Nicole Bryla was a student at the University of Texas who, while jogging down Main Street in the town of Fredericksburg, suddenly collapsed and died. The cause of Bryla’s death? A pulmonary embolism, a condition caused by blood clots that form in the legs and travel to the lungs until they block arteries. Nearly ten percent of people with this condition die within the first hour of its onset. After many tests, doctors linked Bryla’s death to her birth control pill.
“The pill is the number one birth control method we prescribe,” said Barbara Jastran, Clinical Counselor RN, MSW at Gannett Health Center. In recent years, the number of women using the pill has risen. Why? Because it is easy, convenient, reputable, and has a 99.9 percent rate of success. Many women are using the pill, and nearly none of them have experienced the complications Bryla faced.
An article in The New England Journal of Medicine, entitled Oral Contraceptives and the Risk of Venous Thrombosis (2001) reviewed several studies which concluded that women on the birth control pill are three to six times more likely to get venous thrombosis. The article explained, “The absolute risk, however, remains low. A base-line risk of less than 1 per 10,000 person-years is increased to 3 to 4 per 10,000 person-years during the time when oral contraceptives are being used.”
Simply put, venous thrombosis is an incredibly rare affliction whether on the pill or not. “What [Bryla] had is not new. Pulmonary embolism was understood the day the pill rolled off the presses,” said Dr. Susan Miller, physician at Gannett. “Technically, there are risk factors. Sometimes there aren’t any. For example, an obese female is already at risk of developing a blood clot.”
The birth control pill is not for everybody. Jastran meets with women each day who are searching for a suitable method of contraception. Jastran never blindly suggests the pill — instead she spends time exploring all the options and examining the woman’s past medical history along with themedical history of family members.
“I go through options of preventing pregnancy with them…What is their most important need? It may be total spontaneity, no interruptions, so the condom is not the right choice,” Jastran said.

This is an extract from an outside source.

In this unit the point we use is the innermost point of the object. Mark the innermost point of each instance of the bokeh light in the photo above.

Choosing contraception is an extremely individual process. Some women dislike hormone treatment and prefer the rhythm method supplemented with a condom. Other women hate swallowing pills and would rather receive hormonal shots every three months. It is Jastran’s job to explore all the options from vaginal spermicides to the NuvaRing. From a chart with over ten options, there is something to suit a variety of needs.
Many women are not aware of the recent additions to the hormonal methods of pregnancy prevention. Along with the pill, there is now the patch (Ortho Evra), the ring (NuvaRing), and the shot (Depo Provera).
The patch, which resembles a nicotine patch, is worn for a week at a time, three weeks each month. The medication is absorbed through the skin; because of the direct hormone flow into the bloodstream, the patch works for women who suffer from eating disorders such as Bulimia. A common side effect is breakthrough bleeding.
The ring looks like a rubber bracelet, and is inserted into the vagina for three weeks at a time. It dispenses the necessary hormones into the woman’s system.
The shot is one dose that lasts three months. It results in menstruations that are different from the pill, patch and ring. Sometimes women on the shot may not get their period for a long time. Those who use the shot for more than three years often develop problems with bone density, because the shot injects progesterone, not estrogen, into the woman’s body.
These less traditional yet more convenient methods are popular among women who forget to take their daily pills. Although there are side effects for nearly every prescription birth control method, the majority of patients who have a normal period have about ten options from which to choose. The pill’s main advantage is its ability to vary hormone levels.
“On the patch you can’t vary. There is one composition. With oral contraceptives, if you are on it for three months and there are still side effects, then we see if there is too little estrogen, too little progesterone, or too much of something…the adjustment is based on a specific objective,” said Miller.
Despite the meticulous medical thinking that goes into choosing the correct birth control method, many women do not treat the pill, patch, ring, or shot as a drug.
“Some people don’t see the pill as medication. If their doctor asks them if they are on medication, they say no, even if they are on the birth control pill,” said Jastran. It is important for women to remember that the pill is a drug with side effects.
“Being on the pill has risks and a lot of women don’t take it seriously. The likelihood of a problem is small, but you have to report problems if you see them,” said Miller. For instance, women should never be on the pill around surgery, because immobilization of the body may lead to blood clots.
Another factor women must remember is that the birth control pill prevents pregnancy only. It does not protect against sexually transmitted infections.
“College women think about pregnancy, and they don’t think beyond pregnancy. There is a much bigger picture than just getting pregnant,” said Jennifer Austin, communication specialist at Gannett.
Gannett offers many services to help women confront issues relating to birth control and STI prevention.
“Gannett helps focus on all risks. There is a whole educational process in learning what an acceptable risk is for you,” Austin said.
“We carry all options that any private doctor or family planning center would. We are in the business of prevention. We are working with the young population without telling them what to do, but they have to tell us if something isn’t working,” said Jastran.
“People should come in and get information if nothing else. It might lead more women to choose something,” Miller concluded.